No cenário com Fernando Haddad, o ministro lidera com 30% das intenções de voto, seguido por um bloco de nomes que compõem a base aliada ou o ministério de Lula, como Simone Tebet (25%) e Marcio França (20%). Enquanto os representantes do governo federal mostram força e diálogo com o eleitor paulista, os nomes da extrema-direita aparecem apenas nas posições inferiores. Guilherme Derrite, aposta do bolsonarismo, empata com Guilherme Boulos com apenas 14%, evidenciando que a retórica da violência não está encontrando eco na população.
Quando o nome testado é o de Geraldo Alckmin, a vantagem é ainda mais consolidada. O vice-presidente atinge 31%, reforçando sua histórica conexão com o eleitorado de São Paulo. Nesse cenário, figuras como Ricardo Salles e o próprio Derrite ficam estacionados nos 13%, incapazes de furar a bolha radical para ameaçar a liderança lulista. A pesquisa revela que o povo paulista valoriza a experiência administrativa e a estabilidade democrática em vez de candidatos que apenas buscam o confronto ideológico.
O desempenho dos candidatos apadrinhados por Eduardo Bolsonaro é particularmente vergonhoso. Gil Diniz, um dos nomes mais próximos da prole do ex-presidente, registra apenas 3% das intenções de voto, o que demonstra o esgotamento da influência da família no estado. Mesmo nomes mais conhecidos da direita, como Rosana Valle, não passam dos 7%, mostrando que a "onda" que elegeu figuras obscuras no passado perdeu força diante dos resultados reais que o governo Lula tem apresentado para a economia e para a vida das pessoas.

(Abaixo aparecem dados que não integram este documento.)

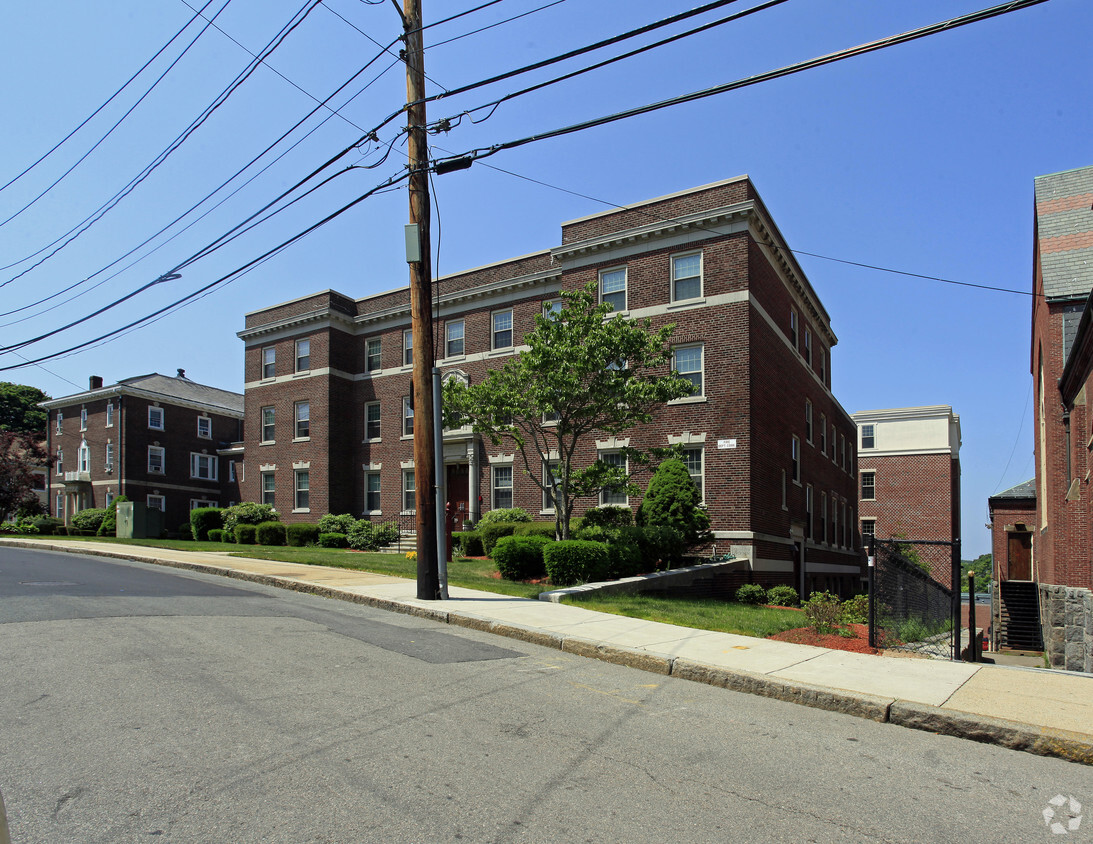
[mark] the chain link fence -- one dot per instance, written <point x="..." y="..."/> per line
<point x="912" y="600"/>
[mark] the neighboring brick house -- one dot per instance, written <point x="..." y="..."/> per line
<point x="908" y="464"/>
<point x="328" y="421"/>
<point x="154" y="438"/>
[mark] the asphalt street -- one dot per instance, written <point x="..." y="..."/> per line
<point x="148" y="703"/>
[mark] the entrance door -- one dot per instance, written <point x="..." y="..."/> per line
<point x="1020" y="557"/>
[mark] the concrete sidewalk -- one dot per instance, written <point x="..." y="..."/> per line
<point x="1049" y="713"/>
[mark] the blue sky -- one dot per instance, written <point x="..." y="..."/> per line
<point x="918" y="157"/>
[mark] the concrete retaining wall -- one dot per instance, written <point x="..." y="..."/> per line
<point x="1067" y="618"/>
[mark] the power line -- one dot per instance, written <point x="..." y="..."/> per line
<point x="108" y="100"/>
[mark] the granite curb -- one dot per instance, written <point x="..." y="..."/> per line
<point x="1020" y="736"/>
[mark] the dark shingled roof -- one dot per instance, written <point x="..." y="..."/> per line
<point x="1067" y="271"/>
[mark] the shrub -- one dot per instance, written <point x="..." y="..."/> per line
<point x="469" y="542"/>
<point x="505" y="514"/>
<point x="331" y="524"/>
<point x="302" y="534"/>
<point x="491" y="531"/>
<point x="783" y="596"/>
<point x="248" y="513"/>
<point x="751" y="593"/>
<point x="821" y="609"/>
<point x="520" y="558"/>
<point x="89" y="519"/>
<point x="610" y="515"/>
<point x="203" y="519"/>
<point x="574" y="561"/>
<point x="332" y="540"/>
<point x="855" y="610"/>
<point x="673" y="501"/>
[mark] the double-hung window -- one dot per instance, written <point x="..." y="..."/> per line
<point x="203" y="466"/>
<point x="686" y="361"/>
<point x="502" y="487"/>
<point x="303" y="420"/>
<point x="613" y="288"/>
<point x="686" y="277"/>
<point x="268" y="426"/>
<point x="502" y="329"/>
<point x="454" y="331"/>
<point x="372" y="421"/>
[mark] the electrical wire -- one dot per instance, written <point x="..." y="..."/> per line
<point x="106" y="102"/>
<point x="72" y="234"/>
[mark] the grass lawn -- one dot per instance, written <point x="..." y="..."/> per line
<point x="720" y="617"/>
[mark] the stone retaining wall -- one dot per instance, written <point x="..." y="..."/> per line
<point x="1067" y="619"/>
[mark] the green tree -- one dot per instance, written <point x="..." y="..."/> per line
<point x="588" y="375"/>
<point x="20" y="411"/>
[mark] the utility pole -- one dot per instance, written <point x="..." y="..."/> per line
<point x="421" y="308"/>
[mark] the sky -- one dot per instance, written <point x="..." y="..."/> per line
<point x="918" y="157"/>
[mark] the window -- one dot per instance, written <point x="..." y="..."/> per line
<point x="613" y="288"/>
<point x="692" y="458"/>
<point x="502" y="329"/>
<point x="454" y="331"/>
<point x="303" y="355"/>
<point x="303" y="420"/>
<point x="686" y="361"/>
<point x="409" y="494"/>
<point x="616" y="493"/>
<point x="502" y="487"/>
<point x="303" y="490"/>
<point x="372" y="492"/>
<point x="269" y="362"/>
<point x="203" y="466"/>
<point x="686" y="277"/>
<point x="269" y="487"/>
<point x="268" y="432"/>
<point x="869" y="485"/>
<point x="372" y="420"/>
<point x="808" y="512"/>
<point x="372" y="354"/>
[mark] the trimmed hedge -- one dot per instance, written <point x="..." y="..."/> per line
<point x="469" y="542"/>
<point x="270" y="534"/>
<point x="520" y="558"/>
<point x="302" y="534"/>
<point x="333" y="540"/>
<point x="574" y="561"/>
<point x="203" y="519"/>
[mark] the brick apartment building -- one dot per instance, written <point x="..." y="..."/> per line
<point x="154" y="438"/>
<point x="908" y="464"/>
<point x="329" y="422"/>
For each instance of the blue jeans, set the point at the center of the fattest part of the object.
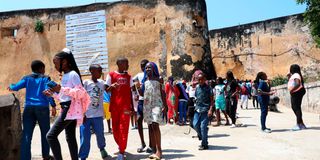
(69, 126)
(200, 123)
(264, 113)
(32, 115)
(85, 135)
(182, 111)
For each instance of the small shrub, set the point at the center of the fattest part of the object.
(279, 80)
(39, 27)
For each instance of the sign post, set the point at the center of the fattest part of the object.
(86, 37)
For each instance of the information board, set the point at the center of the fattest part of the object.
(86, 37)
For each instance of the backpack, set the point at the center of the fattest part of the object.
(244, 90)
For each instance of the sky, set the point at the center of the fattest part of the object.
(221, 13)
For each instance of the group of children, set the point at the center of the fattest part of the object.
(82, 104)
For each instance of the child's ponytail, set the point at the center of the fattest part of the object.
(67, 54)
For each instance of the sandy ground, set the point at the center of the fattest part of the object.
(242, 143)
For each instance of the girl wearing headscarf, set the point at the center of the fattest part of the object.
(172, 94)
(154, 106)
(297, 91)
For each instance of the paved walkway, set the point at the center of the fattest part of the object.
(225, 143)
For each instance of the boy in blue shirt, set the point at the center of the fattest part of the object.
(36, 109)
(203, 110)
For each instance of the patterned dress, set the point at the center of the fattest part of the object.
(152, 106)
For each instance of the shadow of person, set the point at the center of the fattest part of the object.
(218, 135)
(174, 150)
(281, 130)
(313, 128)
(223, 148)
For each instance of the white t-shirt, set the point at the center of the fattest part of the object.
(70, 79)
(108, 80)
(139, 77)
(95, 91)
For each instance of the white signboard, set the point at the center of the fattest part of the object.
(86, 37)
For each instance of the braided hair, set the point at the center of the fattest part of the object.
(67, 55)
(296, 69)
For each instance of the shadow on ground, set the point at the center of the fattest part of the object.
(218, 135)
(281, 130)
(223, 148)
(175, 154)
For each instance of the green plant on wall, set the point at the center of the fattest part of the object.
(279, 80)
(39, 27)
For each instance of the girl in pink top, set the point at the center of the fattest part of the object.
(74, 101)
(172, 93)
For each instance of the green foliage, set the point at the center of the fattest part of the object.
(279, 80)
(312, 17)
(39, 27)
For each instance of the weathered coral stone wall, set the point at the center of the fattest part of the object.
(270, 46)
(172, 33)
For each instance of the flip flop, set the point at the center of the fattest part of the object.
(153, 156)
(141, 149)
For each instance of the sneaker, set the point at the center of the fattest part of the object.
(203, 147)
(141, 149)
(120, 156)
(296, 128)
(104, 153)
(266, 130)
(149, 150)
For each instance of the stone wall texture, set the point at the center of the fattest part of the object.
(310, 101)
(172, 33)
(270, 46)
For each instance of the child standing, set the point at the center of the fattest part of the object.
(94, 114)
(172, 93)
(154, 102)
(74, 101)
(119, 83)
(182, 105)
(244, 95)
(36, 109)
(106, 106)
(297, 91)
(232, 97)
(220, 100)
(263, 98)
(203, 110)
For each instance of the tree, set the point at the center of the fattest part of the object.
(312, 17)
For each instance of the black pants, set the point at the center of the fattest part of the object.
(255, 101)
(231, 107)
(69, 126)
(296, 100)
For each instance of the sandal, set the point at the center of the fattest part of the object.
(154, 156)
(141, 149)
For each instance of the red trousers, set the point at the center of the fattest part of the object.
(120, 128)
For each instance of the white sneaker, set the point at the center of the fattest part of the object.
(266, 130)
(120, 156)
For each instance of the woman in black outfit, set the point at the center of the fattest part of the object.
(297, 91)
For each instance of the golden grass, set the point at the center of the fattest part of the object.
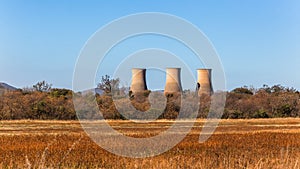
(255, 143)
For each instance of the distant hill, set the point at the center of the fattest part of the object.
(4, 86)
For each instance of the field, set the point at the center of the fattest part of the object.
(255, 143)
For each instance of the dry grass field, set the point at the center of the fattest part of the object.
(255, 143)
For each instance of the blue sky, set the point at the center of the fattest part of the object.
(258, 41)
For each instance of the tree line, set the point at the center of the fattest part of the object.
(41, 101)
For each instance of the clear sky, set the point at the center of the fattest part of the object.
(258, 41)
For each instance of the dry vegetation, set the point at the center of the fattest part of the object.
(259, 143)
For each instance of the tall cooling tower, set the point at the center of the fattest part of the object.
(138, 82)
(173, 82)
(204, 84)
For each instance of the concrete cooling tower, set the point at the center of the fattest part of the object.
(173, 81)
(138, 82)
(204, 85)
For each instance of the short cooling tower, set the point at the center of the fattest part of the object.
(204, 84)
(138, 82)
(173, 82)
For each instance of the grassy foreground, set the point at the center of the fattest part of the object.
(257, 143)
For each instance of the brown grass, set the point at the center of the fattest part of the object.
(259, 143)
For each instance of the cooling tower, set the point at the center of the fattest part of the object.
(138, 82)
(204, 85)
(173, 82)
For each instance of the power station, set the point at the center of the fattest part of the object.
(138, 82)
(173, 81)
(204, 85)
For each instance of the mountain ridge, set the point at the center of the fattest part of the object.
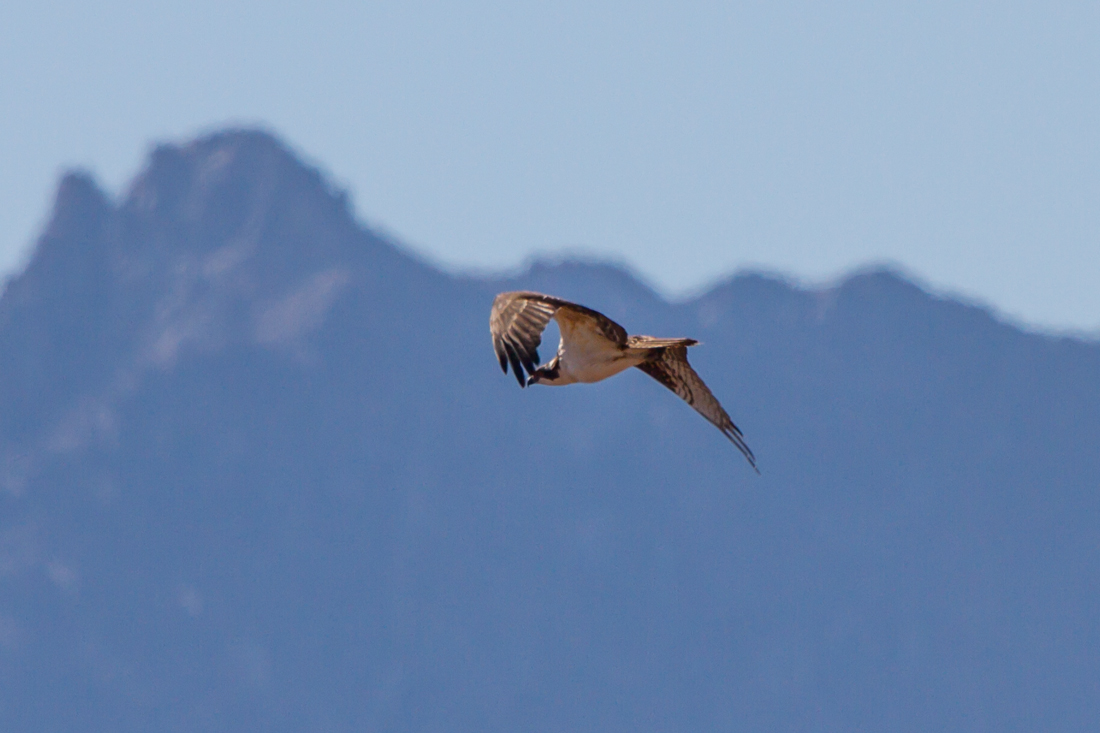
(259, 471)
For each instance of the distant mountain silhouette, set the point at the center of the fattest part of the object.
(260, 471)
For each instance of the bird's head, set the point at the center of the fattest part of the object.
(546, 374)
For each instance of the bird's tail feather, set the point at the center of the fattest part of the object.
(653, 342)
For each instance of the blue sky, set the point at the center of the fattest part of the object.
(960, 141)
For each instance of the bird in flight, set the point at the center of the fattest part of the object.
(593, 347)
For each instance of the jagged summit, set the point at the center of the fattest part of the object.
(260, 470)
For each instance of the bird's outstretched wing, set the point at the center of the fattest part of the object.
(672, 370)
(518, 319)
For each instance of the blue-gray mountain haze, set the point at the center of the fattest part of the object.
(260, 471)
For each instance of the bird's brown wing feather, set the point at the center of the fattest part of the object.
(517, 321)
(672, 370)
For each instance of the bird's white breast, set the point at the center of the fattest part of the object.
(586, 354)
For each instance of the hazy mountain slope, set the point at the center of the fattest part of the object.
(262, 472)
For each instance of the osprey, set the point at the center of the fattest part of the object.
(593, 347)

A pesquisa Datafolha ouviu 1.608 eleitores em 71 municípios paulistas entre os dias 3 e 5 de março. Com uma margem de erro de dois pontos percentuais, o levantamento consolida a tendência de que São Paulo será um território hostil para os retrocessos bolsonaristas nas próximas eleições. A liderança de ministros de Lula aponta para uma renovação do Senado com quadros qualificados e comprometidos com o projeto de reconstrução nacional, isolando aqueles que apostam no caos institucional.
O resultado é um balde de água fria nas pretensões do clã Bolsonaro, que esperava usar São Paulo como trampolim para manter sua relevância política. A realidade das urnas, no entanto, parece caminhar para uma limpeza democrática no legislativo paulista. O Brasil que trabalha e que produz está fechado com o progresso, e os dados do Datafolha são a prova cabal de que a esperança já venceu o medo e o ódio no coração dos paulistas.